The first interview should be over the phone. In some places, this may be as far as it can go, with non-essential business fronts still closed. If that’s the case, then start first with a brief questionnaire and screening questions they can answer on their own time. This allows everyone more steps, like a normal hiring process, so that an obviously bad fit is avoided. If you are in an area where in-person business can be conducted, remember to look up local guidelines, such as remaining 6 feet apart, wearing masks, avoiding handshakes, meeting out of doors if possible. Of course, in most circumstances, a video call will suffice. But some employers and employees know that this isn’t their style and will leap at the opportunity to interview in a more conducive manner.
When folks come in for their interview, introduce them to your team members at a distance. Friendly faces and a pleasant first impression go a long way to imparting the tone and personality of the company and the office, especially with masks on. Couple this with an interview held by a personable staff member. All of this might not guarantee that they’ll accept your offer when it comes time, but it goes a long way to establishing an open negotiation and a good rapport. Under the circumstances, those little efforts at human connection are sure to be well received.
Flaunt Your Web Presence Right Now
The tech industry is still growing in spite of the virus. With so many companies shuttered and circling the wagons, technology-based businesses are nervous to cast out a recruitment net. If potential customers or investors interpret this measure as a cluster of hirings and firings in an unstable climate, they’ll call the coroner, execs say. But your company need not fear the reaper if their culture reflects care and caution. To pull that off, you must blast this message via the channels of a robust web presence.
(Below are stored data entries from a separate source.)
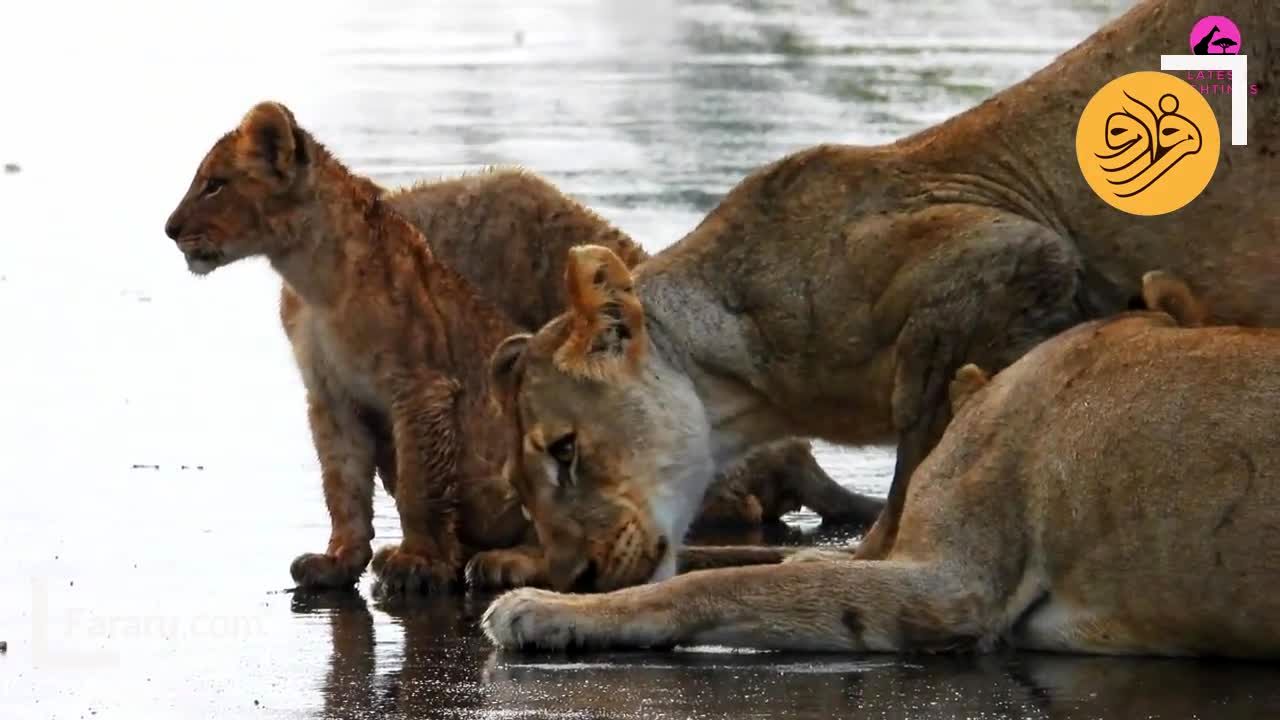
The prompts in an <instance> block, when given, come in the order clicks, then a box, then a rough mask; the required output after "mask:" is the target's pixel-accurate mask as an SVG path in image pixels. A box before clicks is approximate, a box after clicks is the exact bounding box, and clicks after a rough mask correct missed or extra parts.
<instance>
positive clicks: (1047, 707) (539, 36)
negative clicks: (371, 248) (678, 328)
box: [0, 0, 1280, 719]
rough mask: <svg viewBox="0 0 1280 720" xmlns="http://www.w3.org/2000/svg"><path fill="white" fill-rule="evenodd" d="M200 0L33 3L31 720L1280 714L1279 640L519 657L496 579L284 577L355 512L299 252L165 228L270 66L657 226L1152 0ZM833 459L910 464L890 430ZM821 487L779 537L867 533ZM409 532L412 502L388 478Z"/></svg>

If you run a small or emerging organization, then you may need to hire outside. A marketing advisor can show your existing employees how to set up a website, create social media pages, and bring in web traffic. If you pay an entire marketing team to manage your online presence, they can also handle job postings and recruitment activities. For larger organizations, your in-house marketing experts are the go-to resource. They’ll know the best way to navigate the tricky landscape of social media, the blogosphere, and industry-specific marketplaces. So when the time comes to replace personnel, you’ll have assets who can do the heavy lifting without causing an online fuss.
The added benefit of establishing your web presence is the network itself. With a host of social media pages, a blog, a Glassdoor page, and partnerships with other outlets, you can easily disseminate job posts rapidly. Ask your employees to repost, like, and share posts about open positions on their own social media feeds. In no time at all, you will have a nice complement of applicants trickling in from multiple sources.
Striving and Thriving
Recruiting in the tech sector is complicated at this point in history. But the companies that remain mindful and thoughtful will be the ones with the opportunity to make history. Even in tech, your people are your best assets. The key is to use them wisely, consider your options carefully, and ask for help when necessary. The right people for the job are out there, just waiting to join an organization like yours. Even in the seeming wilderness of an isolated world.